Doit-on rappeler que les prix du logement sont très élevés en France...
...au regard du pouvoir d’achat des ménages et du niveau d’emploi?
HLM, loyers, densification : le marché du logement vient d’entrer en force dans la campagne électorale. Il faut évidemment s’en réjouir. Doit-on rappeler que les prix du logement sont très élevés en France, au regard du pouvoir d’achat des ménages et du niveau d’emploi ? Doit-on rappeler que ce niveau de prix émane d’un désajustement structurel entre l’offre et la demande ? Doit-on rappeler que les politiques qui visent à solvabiliser la demande de façon non ciblée (comme la déduction fiscale des intérêts d’emprunt instaurée en 2007 puis abandonnée) ont accru ce déséquilibre ? Que chacun mette l’accent sur l’augmentation de l’offre montre que la pédagogie commence enfin à faire son œuvre.

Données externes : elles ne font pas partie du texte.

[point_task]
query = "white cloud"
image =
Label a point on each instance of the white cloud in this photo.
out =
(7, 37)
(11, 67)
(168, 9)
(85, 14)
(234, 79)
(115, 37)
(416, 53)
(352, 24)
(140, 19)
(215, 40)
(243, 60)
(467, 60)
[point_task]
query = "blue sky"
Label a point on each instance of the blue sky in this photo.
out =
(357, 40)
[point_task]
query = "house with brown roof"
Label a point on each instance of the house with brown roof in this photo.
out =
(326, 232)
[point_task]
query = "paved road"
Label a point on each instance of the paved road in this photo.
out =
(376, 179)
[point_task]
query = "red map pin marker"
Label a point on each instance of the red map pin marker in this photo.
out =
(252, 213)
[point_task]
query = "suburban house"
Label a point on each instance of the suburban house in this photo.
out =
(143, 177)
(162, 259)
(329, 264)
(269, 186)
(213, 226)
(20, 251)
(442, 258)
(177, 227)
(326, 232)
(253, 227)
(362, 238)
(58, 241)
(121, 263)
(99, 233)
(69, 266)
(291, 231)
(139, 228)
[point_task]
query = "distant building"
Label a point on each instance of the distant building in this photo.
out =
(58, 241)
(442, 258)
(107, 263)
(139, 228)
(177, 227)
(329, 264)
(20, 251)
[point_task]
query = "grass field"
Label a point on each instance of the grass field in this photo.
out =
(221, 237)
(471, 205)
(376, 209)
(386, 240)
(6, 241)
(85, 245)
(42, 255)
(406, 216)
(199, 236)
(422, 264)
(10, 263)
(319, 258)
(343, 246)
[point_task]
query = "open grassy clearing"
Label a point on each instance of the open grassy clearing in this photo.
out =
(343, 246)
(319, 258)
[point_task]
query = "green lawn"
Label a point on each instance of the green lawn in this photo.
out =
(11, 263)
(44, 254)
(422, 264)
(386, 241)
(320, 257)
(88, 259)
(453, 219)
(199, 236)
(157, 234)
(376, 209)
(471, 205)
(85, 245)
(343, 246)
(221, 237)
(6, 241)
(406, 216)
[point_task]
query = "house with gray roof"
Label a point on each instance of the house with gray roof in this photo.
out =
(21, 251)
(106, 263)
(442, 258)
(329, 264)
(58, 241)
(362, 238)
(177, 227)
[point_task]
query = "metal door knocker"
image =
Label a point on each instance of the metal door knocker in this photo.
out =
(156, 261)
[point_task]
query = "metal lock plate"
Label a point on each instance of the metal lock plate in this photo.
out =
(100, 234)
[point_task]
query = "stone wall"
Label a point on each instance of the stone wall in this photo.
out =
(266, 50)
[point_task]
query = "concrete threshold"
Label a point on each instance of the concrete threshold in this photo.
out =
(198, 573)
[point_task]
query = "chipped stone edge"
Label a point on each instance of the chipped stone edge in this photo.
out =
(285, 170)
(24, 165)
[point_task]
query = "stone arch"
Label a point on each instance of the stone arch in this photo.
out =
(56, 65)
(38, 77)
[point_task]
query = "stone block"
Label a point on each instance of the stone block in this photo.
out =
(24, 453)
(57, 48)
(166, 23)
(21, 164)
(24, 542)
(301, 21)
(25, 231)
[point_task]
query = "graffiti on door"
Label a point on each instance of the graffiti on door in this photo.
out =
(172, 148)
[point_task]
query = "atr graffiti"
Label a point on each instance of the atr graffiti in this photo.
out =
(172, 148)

Ce que montre aussi cette avalanche de propositions, c’est que la nécessaire réduction des dépenses publiques oblige à penser autrement : moins en termes d’aides pécuniaires que d’évolutions réglementaires. C’est la logique de l’augmentation des COS proposée par le Président de la République. C’est aussi celle du transfert de terrains appartenant à l’Etat au bénéfice des collectivités locales proposée par François Hollande. Ces deux mesures posent d’évidentes difficultés d’application, mais elles ont au moins le mérite de tenter de répondre à un vrai problème. Car les lois économiques sont claires : c’est en construisant davantage de logements à proximité des zones économiquement les plus tendues (celles où le chômage est le plus faible par exemple) que l’on arrivera à détendre durablement et sainement le marché.
En revanche, ce n’est certainement pas en réveillant l’antienne récurrente concernant le blocage des loyers. L’idée selon laquelle on répond à un phénomène de prix élevé par un blocage des tarifs a été abandonnée par les économistes depuis le 18ème siècle. Et ceux qui s’intéressent à l’histoire savent que le blocage du prix des grains n’a jamais empêché famine et révolution. Sur le marché du logement comme ailleurs, ceci ne se traduirait que par une nouvelle baisse de l’offre locative, et l’apparition d’un marché secondaire (marché « noir ») avec des prix prohibitifs. La pédagogie avance donc, mais le combat n’est pas encore tout à fait gagné.